Since I made the commitment to go to Linux full time, it took a few days, but now, I'm here and happy I made the switch. I still boot into Windows for gaming but that's it.

It took some Googling to figure out how to do things in Terminal like take ownership of folders I needed to write into, find a scaled back Terminal other than the default Konsole (I use Kitty now) and things like that but I have a Notepad Widget on my 2nd Monitor I just jot things down on.
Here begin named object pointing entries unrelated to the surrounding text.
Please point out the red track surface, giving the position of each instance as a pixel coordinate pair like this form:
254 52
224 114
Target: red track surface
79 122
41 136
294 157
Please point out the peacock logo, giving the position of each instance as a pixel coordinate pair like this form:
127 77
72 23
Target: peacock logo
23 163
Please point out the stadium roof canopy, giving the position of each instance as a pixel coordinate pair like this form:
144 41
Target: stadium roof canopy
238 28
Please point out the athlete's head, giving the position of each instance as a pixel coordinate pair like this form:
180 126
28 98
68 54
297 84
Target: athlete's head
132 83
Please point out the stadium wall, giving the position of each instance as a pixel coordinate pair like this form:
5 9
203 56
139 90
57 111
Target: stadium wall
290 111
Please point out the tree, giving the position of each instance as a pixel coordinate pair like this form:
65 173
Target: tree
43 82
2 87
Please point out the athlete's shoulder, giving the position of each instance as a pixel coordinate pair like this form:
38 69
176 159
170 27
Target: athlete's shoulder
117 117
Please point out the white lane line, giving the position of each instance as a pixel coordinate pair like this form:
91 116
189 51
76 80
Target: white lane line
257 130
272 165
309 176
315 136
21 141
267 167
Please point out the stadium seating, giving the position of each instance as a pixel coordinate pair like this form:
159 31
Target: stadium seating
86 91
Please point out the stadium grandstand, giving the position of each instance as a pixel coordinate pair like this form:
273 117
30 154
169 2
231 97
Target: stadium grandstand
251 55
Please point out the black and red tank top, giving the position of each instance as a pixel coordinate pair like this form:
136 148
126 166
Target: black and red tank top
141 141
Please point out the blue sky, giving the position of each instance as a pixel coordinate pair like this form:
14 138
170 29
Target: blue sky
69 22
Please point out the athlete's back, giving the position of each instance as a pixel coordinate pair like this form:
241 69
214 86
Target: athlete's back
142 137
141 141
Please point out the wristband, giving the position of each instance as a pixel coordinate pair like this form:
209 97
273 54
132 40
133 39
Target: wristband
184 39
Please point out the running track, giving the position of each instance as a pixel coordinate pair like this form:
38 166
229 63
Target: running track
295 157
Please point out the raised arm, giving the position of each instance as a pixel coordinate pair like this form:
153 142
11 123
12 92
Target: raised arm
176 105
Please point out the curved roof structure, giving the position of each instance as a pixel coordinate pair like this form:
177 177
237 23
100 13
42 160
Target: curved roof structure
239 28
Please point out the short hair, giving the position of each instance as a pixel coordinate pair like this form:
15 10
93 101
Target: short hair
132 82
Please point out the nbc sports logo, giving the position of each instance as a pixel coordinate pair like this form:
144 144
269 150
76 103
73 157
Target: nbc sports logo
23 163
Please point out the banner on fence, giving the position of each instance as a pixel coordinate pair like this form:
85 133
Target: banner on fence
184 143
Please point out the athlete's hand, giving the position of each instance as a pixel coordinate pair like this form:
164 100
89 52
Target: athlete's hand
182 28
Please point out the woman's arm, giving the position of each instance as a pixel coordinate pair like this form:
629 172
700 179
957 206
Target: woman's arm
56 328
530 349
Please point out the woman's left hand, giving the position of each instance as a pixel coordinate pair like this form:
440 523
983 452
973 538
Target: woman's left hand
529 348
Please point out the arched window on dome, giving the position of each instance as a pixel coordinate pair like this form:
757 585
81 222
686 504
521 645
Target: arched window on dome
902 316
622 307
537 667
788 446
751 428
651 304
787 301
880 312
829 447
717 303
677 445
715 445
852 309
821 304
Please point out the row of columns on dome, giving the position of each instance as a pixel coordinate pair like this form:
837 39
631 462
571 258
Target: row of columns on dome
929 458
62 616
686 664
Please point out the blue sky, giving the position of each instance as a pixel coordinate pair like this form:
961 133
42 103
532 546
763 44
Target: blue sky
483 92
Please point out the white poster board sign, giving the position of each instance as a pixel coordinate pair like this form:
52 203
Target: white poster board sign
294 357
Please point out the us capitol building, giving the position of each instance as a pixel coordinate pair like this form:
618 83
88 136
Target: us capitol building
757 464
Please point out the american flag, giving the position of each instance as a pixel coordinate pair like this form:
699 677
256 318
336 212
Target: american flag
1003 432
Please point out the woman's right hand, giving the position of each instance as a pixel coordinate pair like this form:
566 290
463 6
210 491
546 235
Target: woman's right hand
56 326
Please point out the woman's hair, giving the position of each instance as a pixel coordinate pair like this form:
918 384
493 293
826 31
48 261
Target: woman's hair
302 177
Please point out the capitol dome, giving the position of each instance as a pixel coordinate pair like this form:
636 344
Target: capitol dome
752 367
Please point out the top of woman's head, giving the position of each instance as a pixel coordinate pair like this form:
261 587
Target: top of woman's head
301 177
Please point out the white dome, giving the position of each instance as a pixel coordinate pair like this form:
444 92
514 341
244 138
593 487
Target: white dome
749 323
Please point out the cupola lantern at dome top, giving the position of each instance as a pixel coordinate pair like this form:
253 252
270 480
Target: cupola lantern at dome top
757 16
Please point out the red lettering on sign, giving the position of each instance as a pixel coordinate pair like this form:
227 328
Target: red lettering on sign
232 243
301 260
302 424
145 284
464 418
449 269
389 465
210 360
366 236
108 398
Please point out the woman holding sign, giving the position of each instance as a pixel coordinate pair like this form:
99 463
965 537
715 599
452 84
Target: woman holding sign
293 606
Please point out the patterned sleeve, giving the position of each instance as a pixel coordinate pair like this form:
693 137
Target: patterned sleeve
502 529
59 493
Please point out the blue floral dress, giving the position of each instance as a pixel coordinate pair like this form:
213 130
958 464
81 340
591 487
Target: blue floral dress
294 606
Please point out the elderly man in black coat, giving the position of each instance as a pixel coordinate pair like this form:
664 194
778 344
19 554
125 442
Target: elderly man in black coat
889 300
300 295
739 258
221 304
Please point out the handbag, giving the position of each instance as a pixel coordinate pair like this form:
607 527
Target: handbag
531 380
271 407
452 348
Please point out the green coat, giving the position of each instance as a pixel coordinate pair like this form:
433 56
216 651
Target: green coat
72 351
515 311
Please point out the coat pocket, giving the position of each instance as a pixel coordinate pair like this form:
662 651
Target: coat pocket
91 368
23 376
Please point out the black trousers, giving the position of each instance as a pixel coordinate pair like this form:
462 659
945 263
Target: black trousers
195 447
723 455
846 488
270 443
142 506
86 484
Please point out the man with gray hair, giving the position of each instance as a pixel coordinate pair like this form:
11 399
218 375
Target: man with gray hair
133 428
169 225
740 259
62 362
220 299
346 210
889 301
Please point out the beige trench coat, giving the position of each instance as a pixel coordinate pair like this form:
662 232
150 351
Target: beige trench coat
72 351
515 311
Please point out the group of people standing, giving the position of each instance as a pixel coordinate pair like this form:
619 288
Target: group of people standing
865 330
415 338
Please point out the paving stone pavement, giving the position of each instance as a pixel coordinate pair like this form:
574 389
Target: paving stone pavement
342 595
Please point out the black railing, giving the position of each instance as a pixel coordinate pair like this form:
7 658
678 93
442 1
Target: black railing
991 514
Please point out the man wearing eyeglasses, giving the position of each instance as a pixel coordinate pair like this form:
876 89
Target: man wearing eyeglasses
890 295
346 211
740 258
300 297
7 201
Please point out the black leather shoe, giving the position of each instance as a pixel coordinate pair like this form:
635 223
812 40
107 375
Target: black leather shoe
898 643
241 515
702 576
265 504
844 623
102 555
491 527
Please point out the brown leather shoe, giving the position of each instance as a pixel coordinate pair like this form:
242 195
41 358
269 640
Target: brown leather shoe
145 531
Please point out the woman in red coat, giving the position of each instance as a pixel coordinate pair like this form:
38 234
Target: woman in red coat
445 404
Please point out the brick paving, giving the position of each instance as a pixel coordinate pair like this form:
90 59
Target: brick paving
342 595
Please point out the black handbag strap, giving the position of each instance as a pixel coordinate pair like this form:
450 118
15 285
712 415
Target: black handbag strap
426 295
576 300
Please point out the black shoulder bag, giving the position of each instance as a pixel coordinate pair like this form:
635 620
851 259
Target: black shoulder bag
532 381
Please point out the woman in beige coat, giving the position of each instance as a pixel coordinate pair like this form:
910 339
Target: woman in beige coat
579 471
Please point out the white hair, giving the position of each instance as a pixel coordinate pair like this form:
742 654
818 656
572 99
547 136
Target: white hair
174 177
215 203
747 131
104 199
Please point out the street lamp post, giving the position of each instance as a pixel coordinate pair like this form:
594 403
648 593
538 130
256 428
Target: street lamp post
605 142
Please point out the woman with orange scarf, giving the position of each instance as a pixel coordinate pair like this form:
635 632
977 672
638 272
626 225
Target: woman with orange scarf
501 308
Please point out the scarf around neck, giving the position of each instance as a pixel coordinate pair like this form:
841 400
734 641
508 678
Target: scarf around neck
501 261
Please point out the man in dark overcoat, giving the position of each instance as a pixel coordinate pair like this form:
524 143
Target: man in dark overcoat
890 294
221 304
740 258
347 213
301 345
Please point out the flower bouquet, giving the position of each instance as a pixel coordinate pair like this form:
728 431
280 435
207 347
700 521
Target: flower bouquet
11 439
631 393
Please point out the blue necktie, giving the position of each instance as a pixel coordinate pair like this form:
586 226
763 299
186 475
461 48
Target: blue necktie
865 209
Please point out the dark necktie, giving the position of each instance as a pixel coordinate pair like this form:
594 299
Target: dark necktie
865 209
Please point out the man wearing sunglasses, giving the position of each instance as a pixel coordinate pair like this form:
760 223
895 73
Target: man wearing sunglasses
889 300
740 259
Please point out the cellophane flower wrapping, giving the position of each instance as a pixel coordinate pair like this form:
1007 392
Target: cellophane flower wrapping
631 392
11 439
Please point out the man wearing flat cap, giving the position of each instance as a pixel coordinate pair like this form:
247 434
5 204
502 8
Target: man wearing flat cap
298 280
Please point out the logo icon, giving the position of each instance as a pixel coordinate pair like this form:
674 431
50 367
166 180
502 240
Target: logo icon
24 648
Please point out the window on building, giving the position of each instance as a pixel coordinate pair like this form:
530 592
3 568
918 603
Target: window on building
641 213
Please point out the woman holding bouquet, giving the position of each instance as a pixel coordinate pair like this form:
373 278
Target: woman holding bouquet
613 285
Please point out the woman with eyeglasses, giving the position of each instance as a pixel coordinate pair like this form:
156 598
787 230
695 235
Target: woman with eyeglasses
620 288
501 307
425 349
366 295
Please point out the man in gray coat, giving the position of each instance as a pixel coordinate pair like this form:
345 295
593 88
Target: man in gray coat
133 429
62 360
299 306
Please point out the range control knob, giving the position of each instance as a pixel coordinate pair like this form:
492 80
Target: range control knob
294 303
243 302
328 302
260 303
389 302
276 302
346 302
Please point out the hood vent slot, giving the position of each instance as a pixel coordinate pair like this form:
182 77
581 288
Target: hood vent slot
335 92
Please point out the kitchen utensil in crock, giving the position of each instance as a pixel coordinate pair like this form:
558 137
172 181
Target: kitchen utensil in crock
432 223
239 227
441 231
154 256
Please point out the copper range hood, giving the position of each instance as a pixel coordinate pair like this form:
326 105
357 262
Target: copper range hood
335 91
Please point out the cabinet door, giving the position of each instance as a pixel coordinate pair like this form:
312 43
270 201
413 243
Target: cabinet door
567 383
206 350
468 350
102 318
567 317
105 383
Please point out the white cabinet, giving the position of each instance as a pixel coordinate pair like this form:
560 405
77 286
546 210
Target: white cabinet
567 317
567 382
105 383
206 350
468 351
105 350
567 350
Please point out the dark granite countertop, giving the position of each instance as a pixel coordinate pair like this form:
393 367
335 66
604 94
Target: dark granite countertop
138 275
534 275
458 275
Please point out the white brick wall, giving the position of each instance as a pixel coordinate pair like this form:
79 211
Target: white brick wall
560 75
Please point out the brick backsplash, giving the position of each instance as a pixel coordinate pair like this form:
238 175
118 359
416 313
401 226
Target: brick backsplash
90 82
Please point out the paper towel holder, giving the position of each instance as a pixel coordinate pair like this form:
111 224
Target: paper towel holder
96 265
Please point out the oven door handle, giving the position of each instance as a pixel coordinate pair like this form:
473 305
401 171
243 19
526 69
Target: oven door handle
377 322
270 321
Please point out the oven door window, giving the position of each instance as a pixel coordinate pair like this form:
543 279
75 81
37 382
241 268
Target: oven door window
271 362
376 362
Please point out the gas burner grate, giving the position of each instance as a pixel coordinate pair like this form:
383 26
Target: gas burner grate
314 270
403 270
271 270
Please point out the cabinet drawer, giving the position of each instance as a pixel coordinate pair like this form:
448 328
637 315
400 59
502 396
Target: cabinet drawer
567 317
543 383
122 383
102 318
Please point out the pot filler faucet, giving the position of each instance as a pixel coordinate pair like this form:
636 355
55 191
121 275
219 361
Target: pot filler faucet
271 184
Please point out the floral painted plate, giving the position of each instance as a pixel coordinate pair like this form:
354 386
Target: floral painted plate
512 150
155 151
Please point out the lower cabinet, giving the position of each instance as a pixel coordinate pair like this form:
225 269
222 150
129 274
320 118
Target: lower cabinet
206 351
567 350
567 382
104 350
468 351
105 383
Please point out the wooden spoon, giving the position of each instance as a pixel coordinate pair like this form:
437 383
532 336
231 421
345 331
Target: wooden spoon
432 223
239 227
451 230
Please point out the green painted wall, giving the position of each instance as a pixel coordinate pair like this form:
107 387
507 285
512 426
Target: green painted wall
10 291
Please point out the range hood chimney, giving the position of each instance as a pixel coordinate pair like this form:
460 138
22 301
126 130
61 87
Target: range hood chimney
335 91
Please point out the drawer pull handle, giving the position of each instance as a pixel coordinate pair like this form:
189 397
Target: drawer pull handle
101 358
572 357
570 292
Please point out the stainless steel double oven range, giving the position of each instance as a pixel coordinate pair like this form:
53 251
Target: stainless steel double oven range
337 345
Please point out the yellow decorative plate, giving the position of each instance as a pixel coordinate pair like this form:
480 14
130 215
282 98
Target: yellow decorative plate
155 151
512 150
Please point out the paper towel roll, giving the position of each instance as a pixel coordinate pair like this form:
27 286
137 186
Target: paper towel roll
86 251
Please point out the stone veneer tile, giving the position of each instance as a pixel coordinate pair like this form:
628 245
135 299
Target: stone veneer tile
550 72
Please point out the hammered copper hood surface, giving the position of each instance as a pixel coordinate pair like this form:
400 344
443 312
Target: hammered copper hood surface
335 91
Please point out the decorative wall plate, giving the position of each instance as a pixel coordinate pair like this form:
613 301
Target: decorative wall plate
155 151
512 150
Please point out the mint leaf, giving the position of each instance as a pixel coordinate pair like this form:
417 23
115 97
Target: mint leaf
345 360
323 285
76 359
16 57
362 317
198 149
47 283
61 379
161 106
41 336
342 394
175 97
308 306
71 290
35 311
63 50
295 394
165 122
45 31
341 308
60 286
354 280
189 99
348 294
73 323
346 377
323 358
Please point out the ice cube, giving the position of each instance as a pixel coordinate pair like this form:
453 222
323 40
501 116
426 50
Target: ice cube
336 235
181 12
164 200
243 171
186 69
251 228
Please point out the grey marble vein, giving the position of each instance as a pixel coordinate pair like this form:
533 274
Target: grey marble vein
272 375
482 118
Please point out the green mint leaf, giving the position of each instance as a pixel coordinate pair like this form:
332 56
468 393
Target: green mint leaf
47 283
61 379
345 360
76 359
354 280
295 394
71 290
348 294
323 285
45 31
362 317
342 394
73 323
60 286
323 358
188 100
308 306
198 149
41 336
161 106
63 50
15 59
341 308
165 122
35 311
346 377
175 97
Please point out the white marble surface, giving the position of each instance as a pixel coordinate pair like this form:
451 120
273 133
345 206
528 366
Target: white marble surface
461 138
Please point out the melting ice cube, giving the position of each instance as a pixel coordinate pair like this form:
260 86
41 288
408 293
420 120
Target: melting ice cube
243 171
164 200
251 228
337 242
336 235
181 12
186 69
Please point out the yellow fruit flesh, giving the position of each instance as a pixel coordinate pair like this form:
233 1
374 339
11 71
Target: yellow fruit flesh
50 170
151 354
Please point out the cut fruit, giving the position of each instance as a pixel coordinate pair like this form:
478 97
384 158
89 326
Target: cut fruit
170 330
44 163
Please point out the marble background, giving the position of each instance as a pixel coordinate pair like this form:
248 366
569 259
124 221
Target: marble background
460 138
The hardest part is learning new names outside of Office (I was already using Libre Office anyway), Windows Explorer, Control Panel etc but having a world of FREE and Open Source options is well worth the learning curve. I even found an open source version of One Note so I can keep syncing all my pages I use on that app across all platforms and MS Edge so using the same browser was seamless. Plus, being able to Customize has always been my favorite part of using computers, rooting phones, etc which is just too hard anymore without resource-consuming third-party programs. Not so with Linux. Even having multiple Desktop Environements and switching form one to the other is great!
 
This past weekend, I dumped Manjaro and now I'm running Arcolinux with XFCE DE. Very different than Manjaro and still have some bugs, mostly scaling to work out but man is it nice
 
This past weekend, I dumped Manjaro and now I'm running Arcolinux with XFCE DE. Very different than Manjaro and still have some bugs, mostly scaling to work out but man is it nice
Take a look at PCLinuxOS, Hip. I've been running it as my "daily driver" for almost 20 years now. For those rare occasions when I need Windows, mostly for family and friends tech support, I pop it up with Oracle's VirtualBox VM, no rebooting needed.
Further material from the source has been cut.